Em 1994, ela começou a trabalhar com ele e, percebendo que o negócio engrenava, registrou a empresa em 2013. “Sempre empreendi, nunca trabalhei para terceiros ou fora do bairro”, diz Sandra, que atende tanto os públicos de Ribeirão das Neves, quanto de Belo Horizonte.

“Aqui é Vila Delma, mas como são apenas dez ruas, as pessoas entendem como Maria Helena, bem perto do final do ônibus 624”, explica. Hoje, ela é a única proprietária do Studio Divina Providência e acompanha as exigências do mercado digital.

Quem também não perde tempo e segue as novas tendências é a Marinei Aguiar dos Santos, funcionária pública celetista e empreendedora. Nasceu em Açucena, interior de Minas, e mora na região de Venda Nova há 13 anos. Desde que chegou, enxergou um grande potencial nos bairros da redondeza. Ela atua na prestação de serviços de social media e gestão de tráfego. E também investe em sandálias personalizadas.

Para ela, o comércio local tem extrema importância na geração de emprego e renda. “Consumindo perto de casa, você estará ajudando a formar um efeito dominó do bem, porque um estará ajudando o outro e todo o bairro será beneficiado”, analisa a empreendedora.

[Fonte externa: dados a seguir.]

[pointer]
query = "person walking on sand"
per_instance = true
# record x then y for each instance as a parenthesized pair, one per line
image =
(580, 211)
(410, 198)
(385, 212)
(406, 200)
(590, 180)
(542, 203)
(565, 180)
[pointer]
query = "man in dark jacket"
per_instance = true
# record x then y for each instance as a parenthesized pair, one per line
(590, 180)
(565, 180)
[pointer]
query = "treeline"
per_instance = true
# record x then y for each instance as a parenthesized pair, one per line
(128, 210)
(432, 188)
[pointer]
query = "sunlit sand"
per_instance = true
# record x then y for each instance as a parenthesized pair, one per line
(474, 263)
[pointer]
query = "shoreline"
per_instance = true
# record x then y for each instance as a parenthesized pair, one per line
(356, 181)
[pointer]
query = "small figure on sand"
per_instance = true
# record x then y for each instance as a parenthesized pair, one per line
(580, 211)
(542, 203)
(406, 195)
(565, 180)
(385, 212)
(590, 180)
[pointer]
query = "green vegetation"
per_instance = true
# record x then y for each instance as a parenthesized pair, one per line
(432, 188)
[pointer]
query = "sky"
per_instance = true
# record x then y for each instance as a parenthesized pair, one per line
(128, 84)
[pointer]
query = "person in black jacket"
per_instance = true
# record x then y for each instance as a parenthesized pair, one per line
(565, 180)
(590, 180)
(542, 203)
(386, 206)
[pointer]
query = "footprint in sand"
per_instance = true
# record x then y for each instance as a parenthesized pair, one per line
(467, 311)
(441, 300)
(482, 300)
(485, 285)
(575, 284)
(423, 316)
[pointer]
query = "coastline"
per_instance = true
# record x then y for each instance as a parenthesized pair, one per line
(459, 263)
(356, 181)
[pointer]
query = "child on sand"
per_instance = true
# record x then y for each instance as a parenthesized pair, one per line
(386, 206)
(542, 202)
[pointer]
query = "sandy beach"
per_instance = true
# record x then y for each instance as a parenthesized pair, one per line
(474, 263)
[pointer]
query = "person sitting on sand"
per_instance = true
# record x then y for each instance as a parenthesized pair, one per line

“Decidi sair da zona de conforto e empreender”, diz Marinei Aguiar, incentivadora do comércio local e da geração de renda no bairro Maria Helena, em Belo Horizonte
“Decidi sair da zona de conforto e empreender”, diz Marinei Aguiar, incentivadora do comércio local e da geração de renda no bairro Maria Helena, em Belo Horizonte
Foto: Erlaine Gracie/ANF

Seu Inhô é grato pela vida no Maria Helena

Ajuda mútua e amizades longas são características comuns entre os vizinhos.  Os comerciantes e moradores são amigos e praticamente todos vieram do interior de Minas Gerais, com objetivos e histórias semelhantes.

O senhor Adelino Alves dos Santos, 78 anos, conhecido como Inhô, sempre gostou de jogar peteca na rua e colocar uma cadeira no portão de casa para prosear sobre como era vida no campo. Ele nasceu em Rio Acima, que embora seja próximo à Nova Lima, cidade com grande concentração de pessoas de alta renda, não tem as mesmas oportunidades e facilidades.

“Nova Lima é chique, mas eu era bem pobre”, resume. Ele mudou para o bairro Maria Helena aos 12 anos de idade, após a morte do pai, e nunca pensou em sair. Trabalhou muito, constituiu família e é o pai da minha melhor amiga de infância.

Senhor Avelino, o Inhô, sempre que pode, coloca sua cadeira diante do portão. Gratidão pelo bairro Maria Helena, que o acolheu
Senhor Avelino, o Inhô, sempre que pode, coloca sua cadeira diante do portão. Gratidão pelo bairro Maria Helena, que o acolheu
Foto: Erlaine Gracie/ANF

“Amo meu bairro, amo onde eu moro, pra mim aqui é tudo. Minha vida e da minha família é contada aqui”, diz Inhô, com gratidão.